Comment from z-dude on 29 January 2011 at 03:23

in my area BC, I see leisure=nature_reserve
osm.org/?lat=49.35094&lon=-122.93087&zoom=15&layers=M

In Washington State, they use a multi-polygon relation to handle multiple park types.
osm.org/?lat=48.0968&lon=-123.8812&zoom=13&layers=M

In California, they seem to use the park:type=state_park to designate a state park.
osm.org/?lat=41.7404&lon=-124.11028&zoom=15&layers=M

Comment from Milliams on 29 January 2011 at 22:23

Looking at http://taginfo.openstreetmap.de/search?q=state_park#values there are a few 'state_park's around so it's possible that it's a suitable tag.
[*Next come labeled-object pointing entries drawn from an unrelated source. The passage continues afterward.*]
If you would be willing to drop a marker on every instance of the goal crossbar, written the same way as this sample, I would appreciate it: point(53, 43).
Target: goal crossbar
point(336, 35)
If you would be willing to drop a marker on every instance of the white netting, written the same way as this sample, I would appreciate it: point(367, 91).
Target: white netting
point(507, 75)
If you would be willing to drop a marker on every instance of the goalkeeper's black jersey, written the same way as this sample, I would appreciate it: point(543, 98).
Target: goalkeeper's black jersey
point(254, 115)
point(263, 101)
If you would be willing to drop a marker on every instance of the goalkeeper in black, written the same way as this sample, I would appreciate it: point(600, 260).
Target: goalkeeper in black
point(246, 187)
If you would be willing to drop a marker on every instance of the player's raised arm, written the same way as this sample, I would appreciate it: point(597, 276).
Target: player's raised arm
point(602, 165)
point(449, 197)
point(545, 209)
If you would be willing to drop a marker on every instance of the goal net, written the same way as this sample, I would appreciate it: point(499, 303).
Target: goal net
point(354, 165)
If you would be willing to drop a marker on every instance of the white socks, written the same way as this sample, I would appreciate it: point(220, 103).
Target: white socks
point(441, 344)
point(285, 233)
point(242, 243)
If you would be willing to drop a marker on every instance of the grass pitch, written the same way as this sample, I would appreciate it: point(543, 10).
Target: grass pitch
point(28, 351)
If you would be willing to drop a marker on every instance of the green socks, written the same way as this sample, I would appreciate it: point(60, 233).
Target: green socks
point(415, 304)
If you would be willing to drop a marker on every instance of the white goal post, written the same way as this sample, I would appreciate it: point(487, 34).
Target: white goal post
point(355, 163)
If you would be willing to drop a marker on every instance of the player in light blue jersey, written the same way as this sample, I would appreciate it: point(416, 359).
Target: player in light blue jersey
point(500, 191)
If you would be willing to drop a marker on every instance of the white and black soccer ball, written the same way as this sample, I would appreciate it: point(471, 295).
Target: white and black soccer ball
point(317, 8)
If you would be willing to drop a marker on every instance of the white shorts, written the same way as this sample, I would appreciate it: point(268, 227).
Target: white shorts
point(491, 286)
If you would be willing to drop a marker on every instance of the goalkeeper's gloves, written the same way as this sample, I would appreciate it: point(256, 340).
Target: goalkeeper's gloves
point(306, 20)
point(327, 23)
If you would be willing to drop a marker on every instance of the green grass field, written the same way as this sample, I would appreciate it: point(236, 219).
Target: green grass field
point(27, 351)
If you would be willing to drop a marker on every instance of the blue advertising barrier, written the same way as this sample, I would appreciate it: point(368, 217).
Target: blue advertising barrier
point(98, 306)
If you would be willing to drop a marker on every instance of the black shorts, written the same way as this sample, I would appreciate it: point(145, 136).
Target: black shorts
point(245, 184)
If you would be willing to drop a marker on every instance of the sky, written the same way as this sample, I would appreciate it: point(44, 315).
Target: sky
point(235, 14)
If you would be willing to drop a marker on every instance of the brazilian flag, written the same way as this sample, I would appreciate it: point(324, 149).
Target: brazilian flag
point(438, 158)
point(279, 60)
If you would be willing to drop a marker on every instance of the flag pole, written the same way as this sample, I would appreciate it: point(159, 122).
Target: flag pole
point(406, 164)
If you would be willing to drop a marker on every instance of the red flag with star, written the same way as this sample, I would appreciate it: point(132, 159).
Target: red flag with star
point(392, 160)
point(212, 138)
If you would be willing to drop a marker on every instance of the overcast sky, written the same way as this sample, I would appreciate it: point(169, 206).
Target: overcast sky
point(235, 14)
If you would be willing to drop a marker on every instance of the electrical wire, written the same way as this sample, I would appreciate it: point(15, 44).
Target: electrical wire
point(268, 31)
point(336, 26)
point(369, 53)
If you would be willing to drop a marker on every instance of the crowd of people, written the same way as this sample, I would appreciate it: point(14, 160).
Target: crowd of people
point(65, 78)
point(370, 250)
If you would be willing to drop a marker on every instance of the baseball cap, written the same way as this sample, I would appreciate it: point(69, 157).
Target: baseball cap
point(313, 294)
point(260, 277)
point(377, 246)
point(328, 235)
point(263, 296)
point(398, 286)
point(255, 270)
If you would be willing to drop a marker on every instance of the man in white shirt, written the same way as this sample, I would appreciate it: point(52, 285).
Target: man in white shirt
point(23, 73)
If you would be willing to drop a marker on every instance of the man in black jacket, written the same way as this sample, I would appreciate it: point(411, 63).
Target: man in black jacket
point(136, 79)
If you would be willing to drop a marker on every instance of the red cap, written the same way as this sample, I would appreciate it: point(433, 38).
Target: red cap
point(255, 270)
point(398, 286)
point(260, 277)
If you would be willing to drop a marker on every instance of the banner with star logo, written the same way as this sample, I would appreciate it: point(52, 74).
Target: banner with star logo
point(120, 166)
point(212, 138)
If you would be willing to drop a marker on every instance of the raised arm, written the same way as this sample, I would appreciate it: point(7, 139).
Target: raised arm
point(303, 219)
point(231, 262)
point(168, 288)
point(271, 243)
Perhaps contact some of the people who have been using it to make sure everyone's using it for the same thing in the same way.

Comment from Binary Alchemy on 30 January 2011 at 05:41

So far I like the scheme I've seen in Canada best, provincial parks are tagged as:
boundary=national_park
boundary:type=protected_area

I would also add:
protection_title=State Park
and
ownership=state rather than admin_level=4, but both seems about equally used right now.

That way you get a rendering with the national_park green dotted line for now, and if/when protected_area starts getting rendered someone can easily use a bot to change the boundary.

Comment from Boondoggle on 30 January 2011 at 17:56

These are good suggestions. I've tinkered with the boundary attributes, but without much results. Will come back to it later. I may have to just delete the boundary and draw it again, or copy the attributes from one of the examples above, paste it to the boundary, and edit it for local values.

Comment from chriscf on 4 February 2011 at 04:47

If it walks like a National Park and talks like a National Park, then it's a National Park. :-)

Put less obtusely, if the primary difference between these and National Parks is the body in charge or who they report to (i.e. they are otherwise protected areas with planning restrictions, access limitations, etc.), then tag them in the same manner with appropriate operator=.